Description
Creator
Francis Towne (1739 - 1816)
Title(s)
  • A View of the Temple of Venus looking towards the Island of Nisida
Date
1786
Medium
Pencil, watercolour
Dimensions
  • image width 333mm,
  • image length 489mm
Support
laid paper
Mount
mounted by the artist on laid paper with a washline mount (one thin, one thick line, and presumably a further thin line, although the outer part of the mount is covered by a modern mount)
Inscription
  • sheet, recto, lower right
  • “Francis Towne / delt 1786”
  • in dark brown ink
Inscription
  • artist's mount, verso
  • “No.9 / Bay of Naples / A View of the Tample of Venus / looking towards the / Island of Nisida, / Drawn on the Spot / by / Francis Towne / 1786.”
  • in neat brown handwriting, the inscription visible through a square hole cut in the frame (which, however, obscures the first part of the inscription, comprising “No.9”)
Object Type
Watercolour

Collection
Versions
Roman Ruins, Baia
Catalogue Number
FT432
Description Sources
Christie’s records (image); Witt Library; Examination

Provenance

Commissioned by Thomas Snow of Cleve (1748–1832) and descended to his great-great-granddaughter Miss Audrey Wilmot Snow of Cleve (1891–1972). On 9 June 1950 this drawing was sold by the Polak Gallery to the Fine Art Society (no.5542) for £200 with FT428. There it was bought by Sir Wiliam Worsley, Bt (1890–1973), for £315 with FT428. On 20 March 1967 Worsley sold it to Agnew’s (no.7573) with FT137, FT736, and FT811b (no.0903), where it was bought on 20 November 1967 by another collector. It was offered for sale at Christie’s on 18 November 1980, lot 87. Subsequently it was acquired by Eugene V. and Clare E. Thaw of New York, who gave it to the current owner, the Morgan Library, New York.

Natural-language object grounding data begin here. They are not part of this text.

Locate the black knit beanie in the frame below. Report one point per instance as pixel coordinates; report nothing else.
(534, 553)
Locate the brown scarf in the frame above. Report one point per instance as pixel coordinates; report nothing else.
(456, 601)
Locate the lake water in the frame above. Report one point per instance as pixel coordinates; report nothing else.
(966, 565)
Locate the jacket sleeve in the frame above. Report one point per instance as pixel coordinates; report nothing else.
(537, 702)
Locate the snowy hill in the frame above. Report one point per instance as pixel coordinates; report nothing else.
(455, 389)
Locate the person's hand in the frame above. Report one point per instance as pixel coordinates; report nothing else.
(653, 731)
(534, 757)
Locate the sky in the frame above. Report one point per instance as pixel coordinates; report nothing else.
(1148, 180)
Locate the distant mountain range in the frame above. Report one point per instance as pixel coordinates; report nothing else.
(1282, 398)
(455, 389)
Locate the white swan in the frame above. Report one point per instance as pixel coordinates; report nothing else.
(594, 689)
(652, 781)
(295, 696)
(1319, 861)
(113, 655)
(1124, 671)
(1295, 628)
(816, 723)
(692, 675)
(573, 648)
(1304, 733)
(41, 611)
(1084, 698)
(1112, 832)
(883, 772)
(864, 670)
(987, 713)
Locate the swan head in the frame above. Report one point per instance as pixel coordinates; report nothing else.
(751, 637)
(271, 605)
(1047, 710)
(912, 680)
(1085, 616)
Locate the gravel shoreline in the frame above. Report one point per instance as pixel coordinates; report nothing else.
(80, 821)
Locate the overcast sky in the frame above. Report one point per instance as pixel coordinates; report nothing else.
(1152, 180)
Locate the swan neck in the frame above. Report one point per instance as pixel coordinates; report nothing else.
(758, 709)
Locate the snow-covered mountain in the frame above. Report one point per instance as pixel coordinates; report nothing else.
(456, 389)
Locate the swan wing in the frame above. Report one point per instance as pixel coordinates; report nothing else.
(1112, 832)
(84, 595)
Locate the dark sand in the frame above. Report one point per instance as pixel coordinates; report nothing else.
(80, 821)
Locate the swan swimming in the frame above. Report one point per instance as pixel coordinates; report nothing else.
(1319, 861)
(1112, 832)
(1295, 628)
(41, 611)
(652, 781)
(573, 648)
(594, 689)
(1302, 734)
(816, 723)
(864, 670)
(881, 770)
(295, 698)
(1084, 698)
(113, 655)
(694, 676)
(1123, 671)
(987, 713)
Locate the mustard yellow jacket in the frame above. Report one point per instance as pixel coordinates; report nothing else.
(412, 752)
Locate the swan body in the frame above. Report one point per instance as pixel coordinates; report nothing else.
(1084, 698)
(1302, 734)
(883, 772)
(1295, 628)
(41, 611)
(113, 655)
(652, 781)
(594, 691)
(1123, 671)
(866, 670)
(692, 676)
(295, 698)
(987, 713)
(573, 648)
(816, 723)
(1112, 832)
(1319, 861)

Associated People & Organisations

Pierpont Morgan Library, New York, New York, EVT 252
Eugene V. Thaw, New York
Clare E. Thaw, New York
Andrew Clayton-Payne
Christie's, London, London, 18 November 1980, lot 87
Thomas Agnew & Sons, London, 20 March 1967, no.7573
Acquired with FT137, FT736, FT811b
Sir William Worsley (1890 - 1973), London, GBP 315
Acquired with FT428
The Fine Art Society, London, London, 9 June 1950, GBP 200, no.5542
Acquired with FT428
Polak Gallery, London, 9 June 1950
Audrey Wilmot Snow (1891 - 1972), Exwick, Exeter
Thomas Snow (1748 - 1832), Exwick, Exeter
Exhibition History
Watercolours by Francis Towne, City Art Gallery, 1950
Bibliography
Adrian Bury, Francis Towne - Lone Star of Water-Colour Painting, Charles Skilton: London, 1962, pp. 40, 143
Sir William Worsley, Early English Water-Colours at Hovingham Hall: 1963, p. 12

Comment

This is a version of a sketch Towne made in March 1781 (FT239). Another version was made in 1783 for John Downman (FT394).

This is a pure watercolour, with no pen ink at all—even the little boat is defined with tiny brush strokes. A surprisingly effective work, it looks like some of the green/yellow has been lost from the foliage, especially in the areas immediately surrounding the ruin, resulting in an excessively red-brown feel to the work. Towne has staged the composition using highly structured layers, each defined by colour, which lead from a warm foreground to a cool distance. At the front is the bare earth of foreground (red); then a layer of trees and shrubs (brown/yellow) and a more shaded area of shrubbery approaching the ruin (green/yellow), which includes the ruin itself; then the beach, the bay, and Vesuvius (blue/green). It may be an evening effect although the sky looks a little too bare to say for sure.